If any bias covariates coincide with x variables – for example, if rugged terrain is undersampled due to inaccessibility and has an effect on a species’ abundance – then, the corresponding coordinates of β and δ are unidentifiable no matter how much presence-only data we collect.

For all its difficulties, regression adjustment on presence-only data is often preferable to no adjustment and may be the best option when unbiased survey data is unavailable. Still, when some components of x are nearly or completely confounded by z, a small quantity of unbiased data can go a long way, because it may provide the only solid information to distinguish true effects from bias effects (see, e.g. Fig. 3). This motivates a method that can combine both biased and unbiased data to exploit the strengths of each.

Fig. 3 — Ninety-five percent Wald confidence regions for β₁, the species distribution coefficients for species 1, obtained by using five different methods. The plot illustrates the precision and accuracy with which the coefficients are estimated by each method. The black star denotes the true values of the parameters of interest. The different model types are described below: *PA data alone (Green):* The most straightforward method when PA data for species 1 is to maximize likelihood for it alone. Our estimates of both coefficients are unbiased but less precise than they could be. z plays no role in the PA data or our model for it, so the precisions for the two coordinates of β₁ are about the same;*PO data alone, no regression adjustment (Red):* The most common use of presence-only data is to maximize likelihood using only the presence-only data for species 1, making no adjustment for sampling bias. In that case, we are effectively estimating the presence-only intensity instead of the species intensity. Here, x₁ proxies for the confounding variable z and β̂_1,1 is severely biased, whereas β̂_1,2 is unaffected; *PO data alone, with regression adjustment (Blue):* We can address sampling bias by attempting to estimate the effect of the confounder z. Our estimates are now unbiased, but β̂_1,1 is noisy and its interval is very wide. It is quite hard to tease apart the effects of x₁ and z given only PO data; *PA and PO data for species 1 (Black):* The PO data carry solid information about β_1,2, whereas the PA data carry the only usable information about β_1,1. When we combine both data sources for species 1, the precision of β̂_1,2 roughly matches the methods using PO alone (blue and red), and the precision of β̂_1,1 matches the method using PA alone (green); *Pooled data for all species (Purple):* We obtain the best results by pooling both presence–absence and presence-only data sets for many different species. Species 2,3,…,m all contribute to estimating δ to high precision. As a result, the presence-only data for species 1 becomes much more useful for estimating β_1,1, because we know how to correct for the sampling bias.

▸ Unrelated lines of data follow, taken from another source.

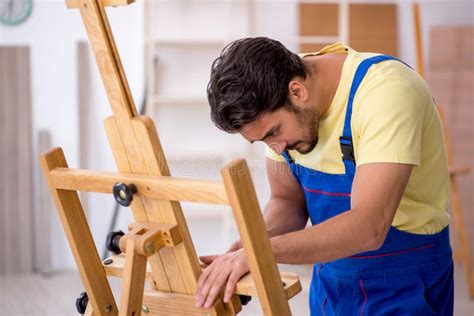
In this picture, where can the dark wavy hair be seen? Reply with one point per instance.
(250, 78)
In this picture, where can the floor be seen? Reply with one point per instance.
(55, 295)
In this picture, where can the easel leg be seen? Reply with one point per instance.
(133, 281)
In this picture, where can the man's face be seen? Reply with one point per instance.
(288, 128)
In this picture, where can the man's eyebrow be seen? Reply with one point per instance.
(270, 132)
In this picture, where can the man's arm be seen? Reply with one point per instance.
(285, 212)
(286, 209)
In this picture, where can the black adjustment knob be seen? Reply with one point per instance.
(245, 299)
(113, 241)
(81, 303)
(123, 193)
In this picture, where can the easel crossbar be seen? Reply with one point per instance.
(156, 187)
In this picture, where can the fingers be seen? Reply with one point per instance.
(208, 259)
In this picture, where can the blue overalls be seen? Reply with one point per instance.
(411, 274)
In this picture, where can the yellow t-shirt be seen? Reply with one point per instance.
(394, 120)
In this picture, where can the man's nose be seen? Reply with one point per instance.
(278, 146)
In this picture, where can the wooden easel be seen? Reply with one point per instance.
(158, 248)
(464, 253)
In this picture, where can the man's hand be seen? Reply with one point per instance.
(226, 269)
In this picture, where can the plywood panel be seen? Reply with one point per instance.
(373, 28)
(84, 110)
(319, 19)
(16, 161)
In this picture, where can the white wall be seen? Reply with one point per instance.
(52, 32)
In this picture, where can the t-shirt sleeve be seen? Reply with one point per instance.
(390, 123)
(272, 155)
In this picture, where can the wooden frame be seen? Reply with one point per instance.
(173, 269)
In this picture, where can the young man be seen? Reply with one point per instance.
(355, 144)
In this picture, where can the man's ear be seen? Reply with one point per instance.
(297, 92)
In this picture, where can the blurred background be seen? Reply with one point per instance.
(51, 95)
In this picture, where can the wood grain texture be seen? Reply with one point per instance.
(74, 4)
(43, 211)
(80, 238)
(154, 187)
(464, 251)
(165, 304)
(318, 19)
(84, 110)
(373, 28)
(255, 241)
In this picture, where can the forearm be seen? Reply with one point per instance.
(339, 237)
(284, 216)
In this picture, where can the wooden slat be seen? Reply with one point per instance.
(74, 4)
(44, 206)
(155, 187)
(373, 28)
(253, 235)
(420, 64)
(80, 238)
(464, 251)
(165, 304)
(84, 110)
(174, 269)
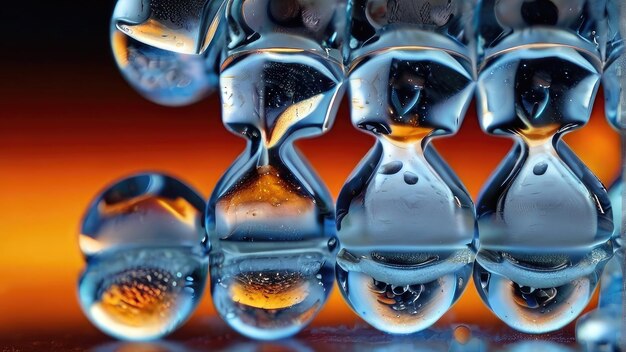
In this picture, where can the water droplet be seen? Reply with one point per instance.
(462, 334)
(540, 168)
(410, 178)
(132, 289)
(391, 168)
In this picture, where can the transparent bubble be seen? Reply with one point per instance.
(405, 222)
(270, 219)
(144, 243)
(545, 221)
(168, 50)
(603, 328)
(615, 65)
(547, 346)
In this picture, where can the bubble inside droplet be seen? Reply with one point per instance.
(391, 168)
(540, 168)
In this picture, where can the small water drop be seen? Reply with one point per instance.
(462, 334)
(540, 168)
(410, 178)
(391, 168)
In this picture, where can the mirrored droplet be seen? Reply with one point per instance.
(410, 178)
(147, 264)
(540, 168)
(391, 168)
(332, 244)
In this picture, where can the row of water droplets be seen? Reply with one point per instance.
(405, 222)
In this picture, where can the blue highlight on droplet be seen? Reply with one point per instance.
(405, 236)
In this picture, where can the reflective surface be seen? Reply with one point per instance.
(270, 219)
(404, 220)
(146, 263)
(168, 50)
(545, 221)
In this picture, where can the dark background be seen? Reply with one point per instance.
(69, 125)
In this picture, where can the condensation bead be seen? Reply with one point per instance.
(146, 263)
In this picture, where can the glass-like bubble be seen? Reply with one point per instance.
(545, 221)
(272, 290)
(543, 346)
(144, 243)
(603, 328)
(270, 219)
(168, 50)
(405, 221)
(614, 78)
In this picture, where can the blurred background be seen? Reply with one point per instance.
(70, 125)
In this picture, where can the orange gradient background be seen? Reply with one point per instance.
(67, 131)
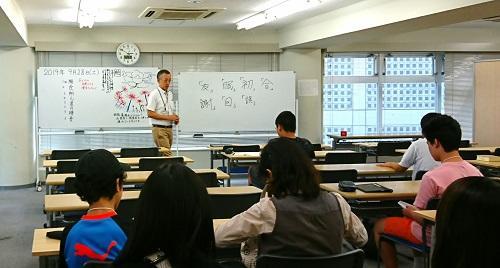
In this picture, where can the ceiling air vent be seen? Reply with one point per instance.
(177, 13)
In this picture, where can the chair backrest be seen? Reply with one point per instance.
(472, 154)
(126, 212)
(317, 147)
(154, 163)
(351, 259)
(464, 143)
(225, 206)
(98, 264)
(420, 174)
(69, 185)
(334, 176)
(345, 158)
(67, 154)
(139, 152)
(242, 148)
(209, 178)
(66, 166)
(388, 148)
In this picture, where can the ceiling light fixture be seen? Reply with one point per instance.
(86, 16)
(284, 9)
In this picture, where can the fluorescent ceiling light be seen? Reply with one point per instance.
(285, 8)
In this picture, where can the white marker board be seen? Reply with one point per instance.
(94, 97)
(234, 101)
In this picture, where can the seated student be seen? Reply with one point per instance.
(443, 136)
(285, 127)
(467, 225)
(173, 222)
(417, 155)
(282, 222)
(97, 236)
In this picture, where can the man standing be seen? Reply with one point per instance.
(161, 111)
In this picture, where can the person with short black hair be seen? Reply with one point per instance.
(281, 221)
(285, 127)
(161, 111)
(467, 224)
(418, 154)
(98, 235)
(174, 225)
(443, 136)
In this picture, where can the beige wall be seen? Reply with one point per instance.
(307, 64)
(188, 40)
(17, 156)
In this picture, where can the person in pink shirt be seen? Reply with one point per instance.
(443, 136)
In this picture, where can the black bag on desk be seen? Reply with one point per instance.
(347, 186)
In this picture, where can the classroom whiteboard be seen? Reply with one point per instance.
(94, 97)
(234, 101)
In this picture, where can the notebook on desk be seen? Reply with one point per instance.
(373, 188)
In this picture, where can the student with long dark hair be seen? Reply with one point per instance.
(297, 218)
(173, 223)
(467, 220)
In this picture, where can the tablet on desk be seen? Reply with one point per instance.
(373, 188)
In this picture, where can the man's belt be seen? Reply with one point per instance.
(162, 126)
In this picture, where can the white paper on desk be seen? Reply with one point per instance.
(308, 87)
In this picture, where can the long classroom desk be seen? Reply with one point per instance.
(132, 176)
(133, 161)
(44, 247)
(254, 156)
(71, 202)
(401, 190)
(365, 169)
(115, 151)
(490, 148)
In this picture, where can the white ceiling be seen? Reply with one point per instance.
(125, 12)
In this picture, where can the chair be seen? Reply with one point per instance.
(317, 147)
(420, 174)
(126, 213)
(334, 176)
(66, 166)
(388, 148)
(209, 178)
(472, 154)
(98, 264)
(139, 152)
(225, 206)
(153, 163)
(421, 248)
(67, 154)
(345, 158)
(351, 259)
(464, 144)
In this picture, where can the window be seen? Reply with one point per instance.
(392, 102)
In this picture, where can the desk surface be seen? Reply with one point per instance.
(132, 176)
(256, 155)
(133, 161)
(69, 202)
(401, 190)
(489, 164)
(363, 169)
(115, 151)
(490, 148)
(44, 246)
(427, 214)
(375, 136)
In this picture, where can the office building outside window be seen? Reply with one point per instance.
(360, 100)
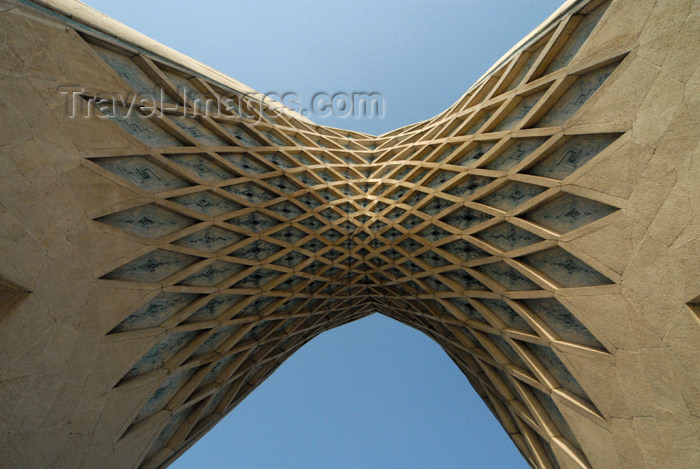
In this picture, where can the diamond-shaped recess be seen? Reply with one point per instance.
(511, 195)
(142, 173)
(507, 237)
(465, 217)
(252, 192)
(210, 239)
(212, 274)
(257, 278)
(257, 250)
(152, 267)
(246, 163)
(202, 167)
(287, 210)
(469, 185)
(456, 260)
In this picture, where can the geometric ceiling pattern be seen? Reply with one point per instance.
(264, 232)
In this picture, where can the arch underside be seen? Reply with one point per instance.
(257, 234)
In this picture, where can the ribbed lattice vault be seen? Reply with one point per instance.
(263, 234)
(255, 231)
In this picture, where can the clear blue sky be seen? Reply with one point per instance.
(374, 393)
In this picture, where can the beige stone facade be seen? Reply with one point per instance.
(544, 230)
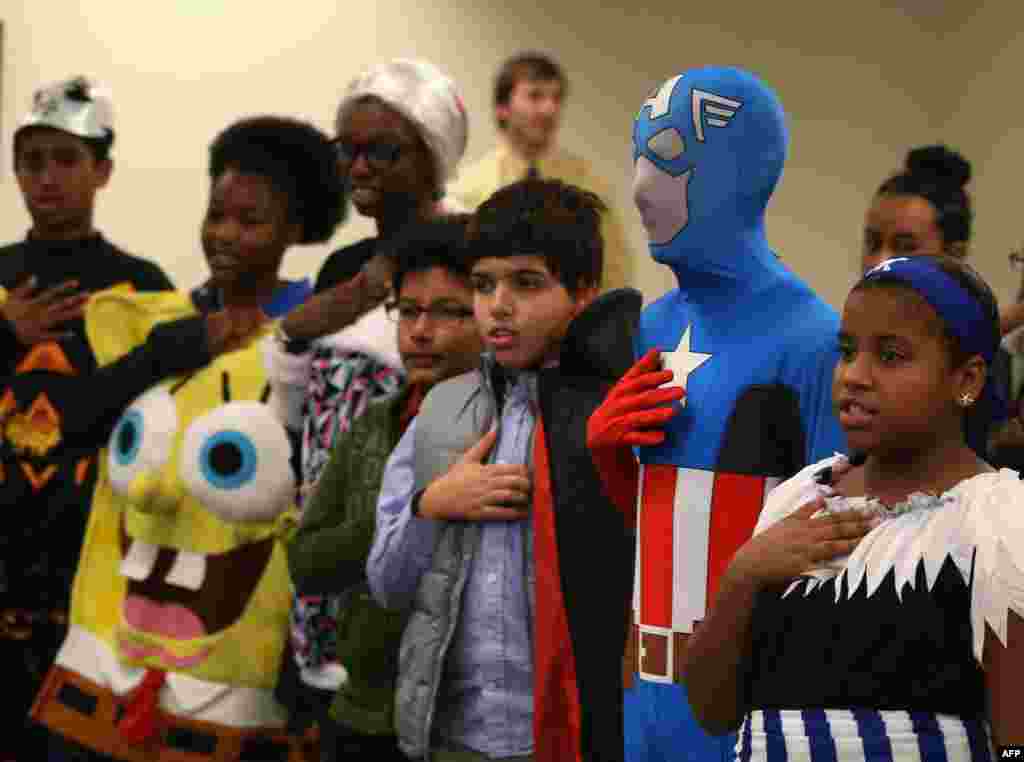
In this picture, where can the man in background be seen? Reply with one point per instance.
(51, 421)
(529, 92)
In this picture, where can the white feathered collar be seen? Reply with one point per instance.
(978, 523)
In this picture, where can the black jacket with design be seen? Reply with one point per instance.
(56, 410)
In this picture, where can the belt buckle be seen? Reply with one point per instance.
(658, 639)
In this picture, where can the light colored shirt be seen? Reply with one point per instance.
(503, 167)
(485, 702)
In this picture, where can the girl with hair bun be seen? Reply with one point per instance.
(878, 611)
(925, 210)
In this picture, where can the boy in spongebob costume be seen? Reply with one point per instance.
(179, 608)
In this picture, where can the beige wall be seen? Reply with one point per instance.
(984, 117)
(857, 80)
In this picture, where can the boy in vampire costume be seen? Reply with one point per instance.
(754, 348)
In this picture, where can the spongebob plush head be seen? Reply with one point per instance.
(183, 567)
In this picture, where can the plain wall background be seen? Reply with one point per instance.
(861, 82)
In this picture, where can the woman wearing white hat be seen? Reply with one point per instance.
(400, 131)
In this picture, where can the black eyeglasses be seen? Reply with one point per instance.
(439, 313)
(380, 155)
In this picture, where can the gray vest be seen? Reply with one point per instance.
(453, 417)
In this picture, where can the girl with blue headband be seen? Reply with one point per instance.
(877, 611)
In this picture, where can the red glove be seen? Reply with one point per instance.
(633, 414)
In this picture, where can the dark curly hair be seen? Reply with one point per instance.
(297, 159)
(553, 219)
(439, 242)
(937, 174)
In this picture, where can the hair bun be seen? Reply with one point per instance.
(941, 163)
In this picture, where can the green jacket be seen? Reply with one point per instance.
(328, 554)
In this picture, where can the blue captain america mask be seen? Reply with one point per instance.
(709, 146)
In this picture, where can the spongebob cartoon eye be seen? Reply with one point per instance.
(667, 144)
(237, 462)
(142, 438)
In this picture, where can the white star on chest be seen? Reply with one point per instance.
(682, 362)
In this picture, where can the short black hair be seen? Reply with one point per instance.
(547, 217)
(937, 174)
(297, 159)
(531, 67)
(973, 283)
(439, 242)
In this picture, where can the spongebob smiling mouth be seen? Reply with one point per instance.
(177, 602)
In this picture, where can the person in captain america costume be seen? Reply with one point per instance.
(754, 348)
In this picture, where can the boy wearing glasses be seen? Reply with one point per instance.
(494, 533)
(400, 132)
(437, 339)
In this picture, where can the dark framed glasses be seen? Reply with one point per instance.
(379, 154)
(443, 313)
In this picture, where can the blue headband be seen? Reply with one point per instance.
(963, 313)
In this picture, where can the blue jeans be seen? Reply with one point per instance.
(659, 727)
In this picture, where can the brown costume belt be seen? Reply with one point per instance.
(87, 714)
(656, 657)
(19, 624)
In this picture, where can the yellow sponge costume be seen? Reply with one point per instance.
(179, 607)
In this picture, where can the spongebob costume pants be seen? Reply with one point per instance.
(754, 347)
(179, 606)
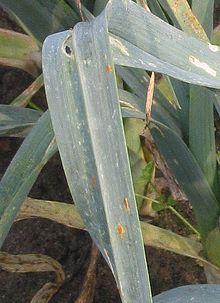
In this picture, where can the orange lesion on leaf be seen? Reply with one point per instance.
(108, 68)
(126, 204)
(121, 230)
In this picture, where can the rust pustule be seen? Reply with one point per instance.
(121, 230)
(108, 68)
(126, 204)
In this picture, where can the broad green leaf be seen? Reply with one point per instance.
(17, 122)
(150, 46)
(93, 149)
(22, 172)
(204, 12)
(41, 18)
(24, 98)
(188, 175)
(202, 131)
(201, 115)
(20, 51)
(190, 293)
(182, 17)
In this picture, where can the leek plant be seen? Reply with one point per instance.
(95, 75)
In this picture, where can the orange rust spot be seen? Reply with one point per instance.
(126, 205)
(121, 230)
(93, 181)
(108, 68)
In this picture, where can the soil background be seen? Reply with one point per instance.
(68, 246)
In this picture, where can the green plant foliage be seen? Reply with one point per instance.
(41, 18)
(22, 172)
(17, 122)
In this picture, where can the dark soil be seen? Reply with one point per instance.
(72, 247)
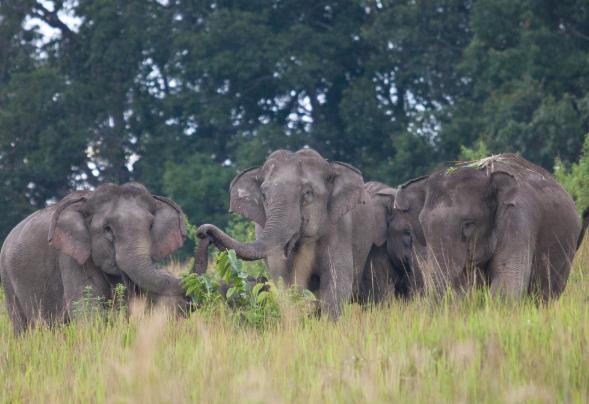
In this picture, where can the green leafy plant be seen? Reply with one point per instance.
(250, 297)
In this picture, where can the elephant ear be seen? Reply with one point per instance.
(169, 228)
(245, 196)
(384, 200)
(346, 192)
(68, 231)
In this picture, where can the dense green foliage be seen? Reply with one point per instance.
(182, 94)
(243, 291)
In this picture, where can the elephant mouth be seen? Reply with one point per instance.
(291, 245)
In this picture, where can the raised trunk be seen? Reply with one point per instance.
(278, 236)
(137, 264)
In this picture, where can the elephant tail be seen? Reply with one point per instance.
(584, 225)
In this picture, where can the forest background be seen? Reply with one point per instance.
(181, 95)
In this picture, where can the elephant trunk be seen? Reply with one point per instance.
(445, 268)
(136, 262)
(279, 235)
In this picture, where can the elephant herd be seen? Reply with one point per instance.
(500, 221)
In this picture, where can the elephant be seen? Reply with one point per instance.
(315, 224)
(502, 217)
(405, 244)
(380, 280)
(90, 241)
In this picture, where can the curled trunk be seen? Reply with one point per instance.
(278, 236)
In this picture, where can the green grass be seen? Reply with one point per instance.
(471, 350)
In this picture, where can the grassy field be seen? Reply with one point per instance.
(471, 350)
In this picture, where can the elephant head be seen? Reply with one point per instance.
(461, 213)
(123, 230)
(293, 197)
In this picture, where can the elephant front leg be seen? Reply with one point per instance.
(83, 287)
(510, 272)
(336, 281)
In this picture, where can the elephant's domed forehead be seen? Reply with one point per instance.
(132, 190)
(283, 160)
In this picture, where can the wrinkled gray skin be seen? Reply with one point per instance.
(510, 220)
(380, 280)
(315, 224)
(89, 239)
(406, 244)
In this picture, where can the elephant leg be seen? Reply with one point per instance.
(336, 280)
(552, 272)
(83, 286)
(510, 271)
(15, 311)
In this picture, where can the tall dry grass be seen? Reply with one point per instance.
(473, 349)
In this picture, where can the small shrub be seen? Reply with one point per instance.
(249, 297)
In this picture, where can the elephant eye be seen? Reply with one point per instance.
(108, 233)
(468, 228)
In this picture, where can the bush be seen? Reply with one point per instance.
(249, 297)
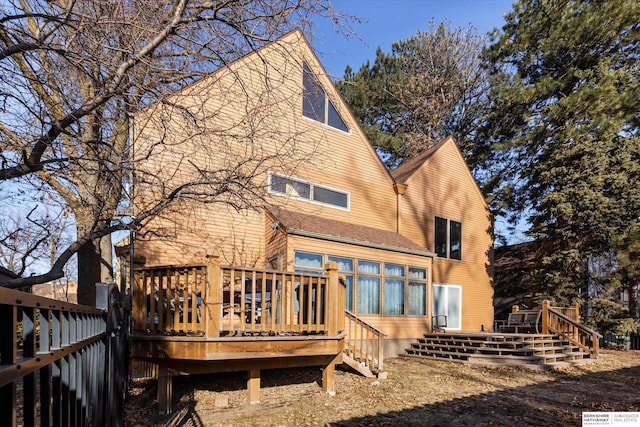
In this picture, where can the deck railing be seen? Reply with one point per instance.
(364, 344)
(556, 322)
(59, 362)
(211, 300)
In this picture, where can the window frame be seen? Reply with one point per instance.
(437, 235)
(328, 109)
(312, 186)
(355, 275)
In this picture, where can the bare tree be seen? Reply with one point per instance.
(74, 75)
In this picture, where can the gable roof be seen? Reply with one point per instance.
(304, 52)
(405, 171)
(5, 273)
(306, 225)
(408, 168)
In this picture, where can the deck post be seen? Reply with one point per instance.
(165, 392)
(576, 311)
(213, 296)
(329, 376)
(333, 308)
(253, 386)
(545, 316)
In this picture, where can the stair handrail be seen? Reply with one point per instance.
(573, 331)
(358, 347)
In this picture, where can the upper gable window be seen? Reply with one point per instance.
(299, 189)
(448, 238)
(316, 105)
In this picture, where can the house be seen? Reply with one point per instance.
(407, 244)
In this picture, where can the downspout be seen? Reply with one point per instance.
(399, 189)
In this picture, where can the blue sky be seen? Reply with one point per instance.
(388, 21)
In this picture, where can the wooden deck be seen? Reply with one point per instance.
(208, 318)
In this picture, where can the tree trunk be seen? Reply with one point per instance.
(94, 261)
(632, 290)
(88, 273)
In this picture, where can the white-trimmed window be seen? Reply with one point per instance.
(316, 105)
(448, 238)
(447, 300)
(299, 189)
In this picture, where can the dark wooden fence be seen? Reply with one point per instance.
(62, 364)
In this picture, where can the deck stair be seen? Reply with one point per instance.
(508, 349)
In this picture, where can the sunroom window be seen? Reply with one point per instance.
(374, 287)
(316, 105)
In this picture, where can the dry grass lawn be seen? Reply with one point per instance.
(416, 393)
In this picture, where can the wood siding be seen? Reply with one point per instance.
(249, 116)
(444, 187)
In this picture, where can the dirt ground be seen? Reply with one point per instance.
(416, 393)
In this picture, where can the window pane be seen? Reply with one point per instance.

A unifying model for presence–absence and presence-only data

The above discussion motivates a natural unifying model to explain both presence–absence and presence-only data for many species at once, which we discuss in detail here.

Assume we are equipped with a real-valued environmental covariate function x(s), which takes values in ℝ^p, and bias covariate function z(s), which takes values inℝ^r. x(s) and z(s) represent features thought respectively to influence habitat suitably and heterogeneity in sampling effort. In general, some variables may appear in both x and z.

Let m denote the total number of species for which we have data. Let 𝒮_k and 𝒯_k denote the species and presence-only processes for species k = 1,…,m. Our data set consists of two distinct types of observations for each species, presence–absence or count survey sites and presence-only sites. By modelling each of the two sampling schemes in terms of the latent species processes, we can use likelihood methods to pool data from each. We adopt the convention of indexing observations by the letter i, variables by the letter j and species by the letter k.

Each observation i is associated with a site s_i ∈ 𝒟, as well as covariates x_i = x(s_i) and z_i = z(s_i). For survey sites, s_i represents the centroid of a quadrat A_i. At survey site i we observe counts N_ik = N_{𝒮_k} (A_i) or binary presence/absence indicators y_ik, with y_ik = 1 if N_ik > 0 and y_ik = 0 otherwise.

JOINT LOGLINEAR IPP MODEL FOR MULTISPECIES DATA

For species k, we propose to model 𝒮_k ~ IPP(λ_k (s)), with 𝒯_k ~ IPP(λ_k (s) b_k (s)) obtained by thinning 𝒮_k via b_k(s). Both 𝒮_k and 𝒯_k are assumed to be independent across species with loglinear intensity λ_k and bias b_k:

log λ_{k} (s) = α_{k} + β_{k}^{'} x (s)

eqn 5

log b_{k} (s) = γ_{k} + δ' z (s) .

eqn 6

Note that δ is the only model parameter not allowed to vary across species – in other words, the functions b₁(s),…,b_m(s) are all assumed to be proportional to one another. We call this the proportional-bias assumption, and it lets us pool information across all m species to jointly estimate the selection bias affecting the presence-only data. When m is large, this affords us the option of working with a more expansive model for the bias term, reducing the resulting bias in our estimates for the α_k and β_k, which are typically of greater scientific interest.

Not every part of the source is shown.